I'm looking to encrypt files using secure hashing and encryption algorithms in Python. Having used bcrypt in the past, I decided to use it for my passphrase calculator, then pass the output through SHA256 in order to get my 32 bytes of data, then use that with AES to encrypt/decrypt a file:
#!/usr/bin/env python
from argparse import ArgumentParser
from bcrypt import gensalt, hashpw
from Crypto.Cipher import AES
from hashlib import sha256
import os, struct, sys
def main():
parser = ArgumentParser(description = "Encrypts or decrypts a file using " +
"bcrypt for the password and triple AES for file encryption.")
parser.add_argument('-p', '--passphrase', required = True,
help = "The passphrase to use for encryption.")
parser.add_argument('-i', '--input', required = True,
help = "The input file for encryption / decryption.")
parser.add_argument('-o', '--output', required = True,
help = "The output file for encryption / decryption.")
parser.add_argument('-r', '--rounds', default = 10,
help = "The number of bcrypt rounds to use.")
parser.add_argument('-s', '--salt', default = None,
help = "The salt to use with bcrypt in decryption.")
parser.add_argument('operation', choices = ('encrypt', 'decrypt'),
help = "The operation to apply, whether to encrypt or decrypt data.")
parameters = parser.parse_args()
if parameters.operation == 'encrypt':
encrypt(parameters.input, parameters.output, parameters.passphrase,
parameters.rounds)
elif parameters.operation == 'decrypt':
decrypt(parameters.input, parameters.output, parameters.passphrase,
parameters.salt)
def encrypt(input_file, output_file, passphrase, rounds):
bcrypt_salt = gensalt(rounds)
bcrypt_passphrase = hashpw(passphrase, bcrypt_salt)
passphrase_hash = sha256(bcrypt_passphrase).digest()
print "Salt: %s" % (bcrypt_salt, )
iv = os.urandom(16)
cipher = AES.new(passphrase_hash, AES.MODE_CBC, iv)
with open(input_file, 'rb') as infile:
infile.seek(0, 2)
input_size = infile.tell()
infile.seek(0)
with open(output_file, 'wb') as outfile:
outfile.write(struct.pack('<Q', input_size))
outfile.write(iv)
while True:
chunk = infile.read(64 * 1024)
if len(chunk) == 0:
break
elif len(chunk) % 16 != 0:
chunk += ' ' * (16 - len(chunk) % 16)
outfile.write(cipher.encrypt(chunk))
return bcrypt_salt
def decrypt(input_file, output_file, passphrase, salt):
print "Salt: %s" % (salt,)
bcrypt_passphrase = hashpw(passphrase, salt)
passphrase_hash = sha256(bcrypt_passphrase).digest()
with open(input_file, 'rb') as infile:
input_size = struct.unpack('<Q', infile.read(struct.calcsize('Q')))[0]
iv = infile.read(16)
cipher = AES.new(passphrase_hash, AES.MODE_CBC, iv)
with open(output_file, 'wb') as outfile:
while True:
chunk = infile.read(64 * 1024)
if len(chunk) == 0:
break
outfile.write(cipher.decrypt(chunk))
outfile.truncate(input_size)
if __name__ == "__main__":
main()
What are the possible weak points of an implementation like this?
What I have determined is that it would be easy for an attacker to determine the original file size, however that doesn't reveal much about the file.
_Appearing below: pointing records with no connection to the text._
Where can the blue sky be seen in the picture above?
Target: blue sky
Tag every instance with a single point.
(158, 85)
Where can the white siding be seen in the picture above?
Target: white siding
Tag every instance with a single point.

SHA-256 isn't the best hashing algorithm in the world, but wrapping a bcrypt password would lead me to believe that all threats would be mitigated there. Due to bcrypt's ability to increase in security over time by adding more rounds to the algorithm, it seems like a pretty safe bet to use bcrypt for now.
Are there any gaping holes in this implementation? I'm not a cryptographer, but I do know the basics and purposes of each of the three algorithms being used here.